Libraries have always been his little indulgence. He’ll never say it out loud – the stigma is enough for him to be laughed at and Bucky really doesn’t want to break any jaws. It was his comfort when his mother brought him and his sister to check out books, reading so many in a short time that his mother started to quiz him to make sure he wasn’t just flipping through the pages. He could get lost in books, transported to other worlds with a few sentences on a page, the long bookshelves going on for miles at a time, people around him engrossed in particular passages in the easy silence. Time seemed to slow in that space and when the world was moving too quickly, he found himself following the same path that he’d memorized as a child, opening the doors, the comfortable, soft hum of people just being settling around him.
Steve is off working his second job as the maintenance man in the building, a job that he finds helpful, because Steve has and always been a helper, even if it means he gets less sleep with always being on call.
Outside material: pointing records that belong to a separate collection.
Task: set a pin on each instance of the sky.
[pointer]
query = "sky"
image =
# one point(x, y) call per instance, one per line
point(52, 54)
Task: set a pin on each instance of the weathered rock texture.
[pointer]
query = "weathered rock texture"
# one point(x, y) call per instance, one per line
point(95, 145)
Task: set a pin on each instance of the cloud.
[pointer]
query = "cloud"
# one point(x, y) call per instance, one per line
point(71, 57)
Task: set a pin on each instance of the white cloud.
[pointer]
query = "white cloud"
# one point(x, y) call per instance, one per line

When he’s not working full time with his construction job and the other job on the side, he’s taking art classes, sketch books and pencils askew on the kitchen table – a welcome sight when Bucky gets home from work because it means that Steve finally has had some time to himself.
For now though, Bucky browses the fiction aisle, fingers running over the spines of books before he stops at a familiar author. It’s been years since he’s read this particular author, pulling the book out of its place. It’s a murder mystery, enough to pique his interest, flipping through a few pages to get the cadence and if it will hold his interest.
He’s five pages in when he closes it, tucking it under his arm, searching for another and then another before he’s got four books in his hands, maneuvering his way through the people who are doing the same, engrossed in a particular paragraph or flipping through the pages.